In the development server we have LuntBuild installed and configured to manage build automation schedules. A schedule is similar to UNIX cron job that gets triggered every 15 minutes. The project’s details and the Subversion details are configured in LuntBuild. When the schedule is kicked off a process determines if there is a change in the Subversion repository since the last build. If no change is detected then it goes to the sleep mode. If a change is detected, it gets the mainline code (latest) from the Subversion repository and triggers maven. Note that the maven project object model (pom.xml) is also part of the code and gets checked in into the Subversion. If the build is successful, the build output (an enterprise archive file) is copied to the JBoss application server’s directory. Since JBoss has hot deployment feature (with this I don’t need to restart the application server when I want to deploy a new version of the application. It sniff’s changes and picks up the changes automatically) the integrated application is available for testing. LuntBuild sends out a mail to the developers whether the build was successful or failure. If the build is a failure then the developers take appropriate action by looking at the build logs and correct the issues.

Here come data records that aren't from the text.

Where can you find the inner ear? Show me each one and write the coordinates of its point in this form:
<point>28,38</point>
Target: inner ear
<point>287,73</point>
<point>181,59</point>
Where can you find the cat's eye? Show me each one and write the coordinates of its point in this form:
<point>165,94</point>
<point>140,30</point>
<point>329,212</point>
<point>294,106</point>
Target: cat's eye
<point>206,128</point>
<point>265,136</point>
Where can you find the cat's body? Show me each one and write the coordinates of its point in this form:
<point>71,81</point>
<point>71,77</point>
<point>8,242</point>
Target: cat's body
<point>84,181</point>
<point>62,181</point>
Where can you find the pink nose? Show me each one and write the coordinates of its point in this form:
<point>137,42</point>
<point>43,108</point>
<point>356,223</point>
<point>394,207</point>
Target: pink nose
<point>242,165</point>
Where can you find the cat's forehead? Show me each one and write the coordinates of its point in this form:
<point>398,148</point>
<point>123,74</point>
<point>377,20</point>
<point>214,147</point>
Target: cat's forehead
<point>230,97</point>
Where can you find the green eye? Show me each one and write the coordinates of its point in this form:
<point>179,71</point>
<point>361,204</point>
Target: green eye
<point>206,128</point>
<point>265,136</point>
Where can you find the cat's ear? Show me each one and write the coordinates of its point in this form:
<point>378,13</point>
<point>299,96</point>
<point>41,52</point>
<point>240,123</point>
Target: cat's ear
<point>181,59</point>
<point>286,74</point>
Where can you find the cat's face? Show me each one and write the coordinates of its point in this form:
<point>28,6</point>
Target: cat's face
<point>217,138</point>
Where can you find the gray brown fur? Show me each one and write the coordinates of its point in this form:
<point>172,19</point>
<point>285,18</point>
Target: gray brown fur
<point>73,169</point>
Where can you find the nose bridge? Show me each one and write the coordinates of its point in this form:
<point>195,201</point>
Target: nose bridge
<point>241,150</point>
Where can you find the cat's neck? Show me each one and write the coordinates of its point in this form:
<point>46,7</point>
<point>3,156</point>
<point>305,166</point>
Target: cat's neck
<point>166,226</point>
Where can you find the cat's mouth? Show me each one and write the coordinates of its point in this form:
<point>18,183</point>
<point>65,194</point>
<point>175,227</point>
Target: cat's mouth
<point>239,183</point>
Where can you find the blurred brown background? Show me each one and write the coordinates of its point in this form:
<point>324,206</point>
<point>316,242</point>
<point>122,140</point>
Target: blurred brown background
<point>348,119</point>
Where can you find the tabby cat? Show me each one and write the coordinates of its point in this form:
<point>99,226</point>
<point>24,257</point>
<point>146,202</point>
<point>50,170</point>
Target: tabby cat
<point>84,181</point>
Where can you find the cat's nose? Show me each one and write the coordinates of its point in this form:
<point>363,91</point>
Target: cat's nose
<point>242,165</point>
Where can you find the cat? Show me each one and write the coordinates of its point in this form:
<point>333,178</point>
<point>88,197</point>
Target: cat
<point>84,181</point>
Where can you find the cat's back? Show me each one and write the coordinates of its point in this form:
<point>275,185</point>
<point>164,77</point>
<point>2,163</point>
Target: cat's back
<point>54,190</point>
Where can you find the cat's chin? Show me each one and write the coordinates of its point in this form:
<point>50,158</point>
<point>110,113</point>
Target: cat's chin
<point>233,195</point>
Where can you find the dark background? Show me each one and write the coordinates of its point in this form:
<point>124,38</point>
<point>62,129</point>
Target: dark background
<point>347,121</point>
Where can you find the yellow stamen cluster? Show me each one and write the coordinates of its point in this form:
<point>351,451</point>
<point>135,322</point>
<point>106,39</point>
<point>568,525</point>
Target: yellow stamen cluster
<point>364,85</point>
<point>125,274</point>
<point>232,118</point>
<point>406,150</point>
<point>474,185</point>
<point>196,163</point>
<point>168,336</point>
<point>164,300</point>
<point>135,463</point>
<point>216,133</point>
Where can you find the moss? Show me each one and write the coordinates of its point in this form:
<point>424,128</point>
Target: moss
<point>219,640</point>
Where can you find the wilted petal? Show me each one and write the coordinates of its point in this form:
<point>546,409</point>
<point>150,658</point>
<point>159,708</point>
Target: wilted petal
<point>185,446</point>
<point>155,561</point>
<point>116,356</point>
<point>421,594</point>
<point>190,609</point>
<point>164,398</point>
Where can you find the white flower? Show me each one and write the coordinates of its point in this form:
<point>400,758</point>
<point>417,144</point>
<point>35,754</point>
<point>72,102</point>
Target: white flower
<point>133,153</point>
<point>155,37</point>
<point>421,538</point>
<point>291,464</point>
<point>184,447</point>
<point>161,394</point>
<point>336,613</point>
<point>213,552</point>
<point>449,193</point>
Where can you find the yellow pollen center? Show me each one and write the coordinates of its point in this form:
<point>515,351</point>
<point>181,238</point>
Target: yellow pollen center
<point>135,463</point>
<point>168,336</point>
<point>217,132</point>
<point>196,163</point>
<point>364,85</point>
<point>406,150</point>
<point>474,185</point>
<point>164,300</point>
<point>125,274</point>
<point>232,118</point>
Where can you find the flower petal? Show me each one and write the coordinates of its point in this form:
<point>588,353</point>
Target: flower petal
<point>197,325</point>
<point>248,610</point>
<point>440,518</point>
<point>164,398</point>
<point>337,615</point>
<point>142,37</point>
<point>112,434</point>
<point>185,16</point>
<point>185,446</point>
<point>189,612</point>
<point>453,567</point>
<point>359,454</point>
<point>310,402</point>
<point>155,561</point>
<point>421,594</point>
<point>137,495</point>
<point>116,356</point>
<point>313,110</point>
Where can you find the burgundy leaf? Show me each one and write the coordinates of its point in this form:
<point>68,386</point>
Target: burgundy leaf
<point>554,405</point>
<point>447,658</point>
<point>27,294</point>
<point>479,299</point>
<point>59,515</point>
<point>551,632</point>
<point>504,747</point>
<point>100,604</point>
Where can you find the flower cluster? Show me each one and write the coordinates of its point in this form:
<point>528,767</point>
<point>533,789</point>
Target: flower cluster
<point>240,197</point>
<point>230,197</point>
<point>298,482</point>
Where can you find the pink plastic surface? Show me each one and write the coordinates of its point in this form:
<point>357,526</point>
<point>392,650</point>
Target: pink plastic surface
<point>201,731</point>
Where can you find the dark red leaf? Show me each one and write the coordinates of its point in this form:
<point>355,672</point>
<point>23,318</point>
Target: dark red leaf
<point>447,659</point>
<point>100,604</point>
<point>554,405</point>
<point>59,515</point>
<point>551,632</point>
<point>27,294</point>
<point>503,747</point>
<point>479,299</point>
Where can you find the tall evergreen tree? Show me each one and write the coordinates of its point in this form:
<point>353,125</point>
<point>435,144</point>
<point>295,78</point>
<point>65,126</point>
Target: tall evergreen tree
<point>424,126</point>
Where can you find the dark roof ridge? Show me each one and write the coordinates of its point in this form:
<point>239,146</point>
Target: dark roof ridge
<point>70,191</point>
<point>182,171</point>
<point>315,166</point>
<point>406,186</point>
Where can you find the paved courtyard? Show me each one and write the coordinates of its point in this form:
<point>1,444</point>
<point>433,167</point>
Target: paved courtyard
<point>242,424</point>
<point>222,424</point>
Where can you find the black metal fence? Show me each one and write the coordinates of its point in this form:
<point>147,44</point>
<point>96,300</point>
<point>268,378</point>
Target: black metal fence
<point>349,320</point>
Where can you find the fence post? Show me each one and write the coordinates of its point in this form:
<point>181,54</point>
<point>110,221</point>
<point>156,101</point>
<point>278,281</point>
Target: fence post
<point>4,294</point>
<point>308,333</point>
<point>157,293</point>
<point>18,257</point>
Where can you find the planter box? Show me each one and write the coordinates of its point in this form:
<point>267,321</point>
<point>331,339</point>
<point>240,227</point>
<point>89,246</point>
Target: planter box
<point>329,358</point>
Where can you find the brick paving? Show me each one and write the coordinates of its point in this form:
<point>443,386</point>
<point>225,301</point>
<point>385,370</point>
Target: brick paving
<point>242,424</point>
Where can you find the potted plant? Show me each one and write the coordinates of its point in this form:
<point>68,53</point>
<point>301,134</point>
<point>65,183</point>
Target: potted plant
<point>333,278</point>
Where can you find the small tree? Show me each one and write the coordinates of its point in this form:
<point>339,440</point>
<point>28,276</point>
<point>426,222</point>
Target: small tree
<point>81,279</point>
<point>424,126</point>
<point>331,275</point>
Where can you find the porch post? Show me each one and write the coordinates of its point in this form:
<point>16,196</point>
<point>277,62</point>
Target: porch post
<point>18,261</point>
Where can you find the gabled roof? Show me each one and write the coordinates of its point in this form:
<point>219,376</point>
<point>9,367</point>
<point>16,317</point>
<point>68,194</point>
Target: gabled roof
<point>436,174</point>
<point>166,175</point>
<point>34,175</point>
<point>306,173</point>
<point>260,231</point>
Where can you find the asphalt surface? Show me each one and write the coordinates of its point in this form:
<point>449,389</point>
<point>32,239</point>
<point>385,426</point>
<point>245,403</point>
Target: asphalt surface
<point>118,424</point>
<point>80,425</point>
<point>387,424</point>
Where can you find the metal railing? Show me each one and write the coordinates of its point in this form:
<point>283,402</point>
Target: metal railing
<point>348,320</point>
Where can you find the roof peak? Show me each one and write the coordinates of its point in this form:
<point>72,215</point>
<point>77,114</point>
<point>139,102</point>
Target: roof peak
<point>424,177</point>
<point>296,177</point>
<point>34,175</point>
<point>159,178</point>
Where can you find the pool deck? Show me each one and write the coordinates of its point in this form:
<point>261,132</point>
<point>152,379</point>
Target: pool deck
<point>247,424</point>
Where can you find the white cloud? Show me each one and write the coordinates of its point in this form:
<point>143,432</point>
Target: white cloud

Since Maven runs automated unit tests and also generates test results, site documentation of the build and API documentation, it is linked from our project wiki site so that anybody in the team can see what the latest with the application is. Since the site generation would require some additional time in the overall build process this is done only during the nightly build (this is another schedule configured in LuntBuild that gets triggered midnight every day).
Some discipline would be required from the team in order to use continuous integration effectively. This article from Martin Fowler points out the disciplines required to have an effective continuous integration environment.